La justice et l’inutilité de mes plaintes me laissèrent dans l’âme un germe d’indignation contre nos sottes institutions civiles, où le vrai bien public et la véritable justice sont toujours sacrifiés à je ne sais quel ordre apparent, destructif en effet de tout ordre, et qui ne fait qu’ajouter la sanction de l’autorité publique à l’oppression du faible et à l’iniquité du fort. Deux choses empêchèrent ce germe de se développer pour lors comme il a fait dans la suite: l’une, qu’il s’agissait de moi dans cette affaire, et que l’intérêt privé, qui n’a jamais rien produit de grand et de noble, ne saurait tirer de mon cœur les divins élans qu’il n’appartient qu’au plus pur amour du juste et du beau d’y produire.
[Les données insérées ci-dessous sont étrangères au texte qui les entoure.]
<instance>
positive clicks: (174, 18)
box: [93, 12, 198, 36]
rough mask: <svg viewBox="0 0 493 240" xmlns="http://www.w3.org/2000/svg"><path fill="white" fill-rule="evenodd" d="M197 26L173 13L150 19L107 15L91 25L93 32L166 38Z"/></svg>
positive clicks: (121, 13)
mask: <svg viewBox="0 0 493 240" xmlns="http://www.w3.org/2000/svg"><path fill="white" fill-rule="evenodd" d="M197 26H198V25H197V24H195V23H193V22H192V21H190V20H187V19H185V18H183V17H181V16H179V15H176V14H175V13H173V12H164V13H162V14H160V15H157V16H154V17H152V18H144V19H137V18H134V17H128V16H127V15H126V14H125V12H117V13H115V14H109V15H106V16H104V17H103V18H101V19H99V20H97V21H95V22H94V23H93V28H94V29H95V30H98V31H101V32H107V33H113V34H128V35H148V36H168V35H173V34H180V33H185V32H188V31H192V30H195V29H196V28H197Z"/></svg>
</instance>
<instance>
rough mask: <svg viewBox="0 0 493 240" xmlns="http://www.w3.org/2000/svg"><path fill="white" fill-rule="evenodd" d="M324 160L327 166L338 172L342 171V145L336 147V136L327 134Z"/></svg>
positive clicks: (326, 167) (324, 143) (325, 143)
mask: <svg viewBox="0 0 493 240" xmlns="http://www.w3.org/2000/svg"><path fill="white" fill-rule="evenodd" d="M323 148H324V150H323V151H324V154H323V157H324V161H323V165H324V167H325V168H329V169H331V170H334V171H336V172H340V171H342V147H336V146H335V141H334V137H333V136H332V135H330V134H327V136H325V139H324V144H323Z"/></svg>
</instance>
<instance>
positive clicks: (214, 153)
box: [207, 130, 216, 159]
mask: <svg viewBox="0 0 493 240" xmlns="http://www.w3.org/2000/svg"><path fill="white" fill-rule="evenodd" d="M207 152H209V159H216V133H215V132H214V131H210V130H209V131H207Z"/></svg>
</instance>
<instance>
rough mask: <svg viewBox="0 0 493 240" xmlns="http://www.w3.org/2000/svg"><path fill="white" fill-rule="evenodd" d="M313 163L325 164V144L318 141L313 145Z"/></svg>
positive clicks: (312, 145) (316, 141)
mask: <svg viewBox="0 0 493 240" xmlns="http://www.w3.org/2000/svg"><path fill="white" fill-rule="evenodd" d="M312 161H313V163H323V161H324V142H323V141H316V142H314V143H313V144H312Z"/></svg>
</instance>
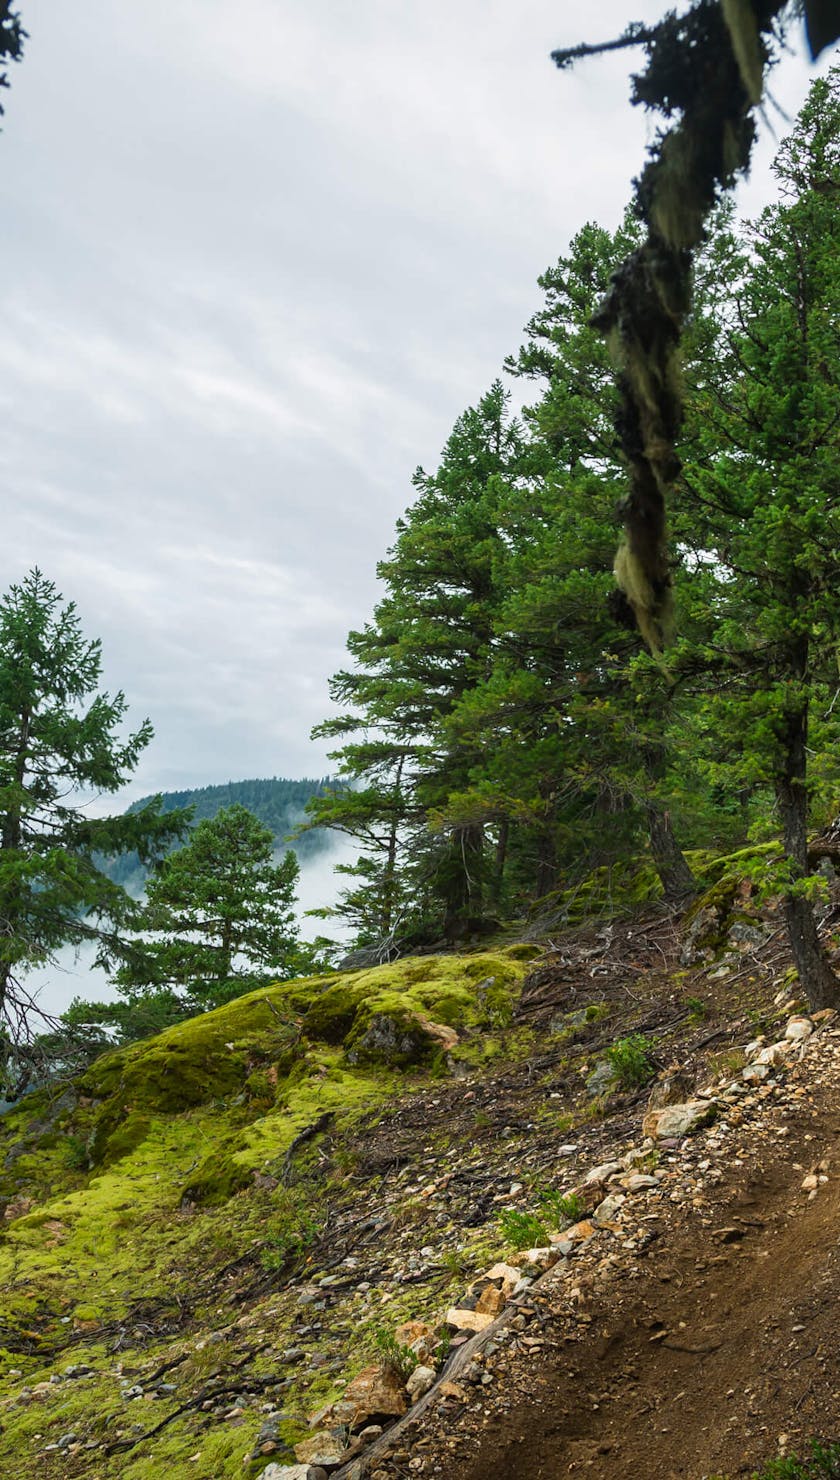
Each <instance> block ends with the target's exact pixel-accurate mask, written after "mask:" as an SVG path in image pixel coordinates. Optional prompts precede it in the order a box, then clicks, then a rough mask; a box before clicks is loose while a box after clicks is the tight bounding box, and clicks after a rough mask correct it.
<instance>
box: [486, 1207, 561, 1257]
mask: <svg viewBox="0 0 840 1480" xmlns="http://www.w3.org/2000/svg"><path fill="white" fill-rule="evenodd" d="M498 1227H500V1230H501V1236H503V1239H504V1242H506V1243H510V1245H512V1246H513V1248H515V1249H534V1248H541V1246H543V1245H546V1243H547V1242H549V1234H547V1231H546V1228H544V1227H543V1224H541V1222H540V1220H538V1218H535V1217H534V1214H532V1212H519V1209H518V1208H506V1209H504V1212H500V1215H498Z"/></svg>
L’autre fut le charme de l’amitié, qui tempérait et calmait ma colère par l’ascendant d’un sentiment plus doux. J’avais fait connaissance à Venise avec un Biscaïen, ami de mon ami de Carrio, et digne de l’être de tout homme de bien. Cet aimable jeune homme, né pour tous les talents et pour toutes les vertus, venait de faire le tour de l’Italie pour prendre le goût des beaux-arts; et, n’imaginant rien de plus à acquérir, il voulait s’en retourner en droiture dans sa patrie. Je lui dis que les arts n’étaient que le délassement d’un génie comme le sien, fait pour cultiver les sciences; et je lui conseillai, pour en prendre le goût, un voyage et six mois de séjour à Paris. Il me crut et fut à Paris. Il y était et m’attendait quand j’y arrivai. Son logement était trop grand pour lui, il m’en offrit la moitié; je l’acceptai. Je le trouvai dans la ferveur des hautes connaissances. Rien n’était au-dessus de sa portée; il dévorait et digérait tout avec une prodigieuse rapidité. Comme il me remercia d’avoir procuré cet aliment à son esprit, que le besoin de savoir tourmentait sans qu’il s’en doutât lui-même! quels trésors de lumières et de vertus je trouvai dans cette âme forte! Je sentis que c’était l’ami qu’il me fallait: nous devînmes intimes. Nos goûts n’étaient pas les mêmes; nous disputions toujours. Tous deux opiniâtres, nous n’étions jamais d’accord sur rien. Avec cela nous ne pouvions nous quitter; et, tout en nous contrariant sans cesse, aucun des deux n’eût voulu que l’autre fût autrement.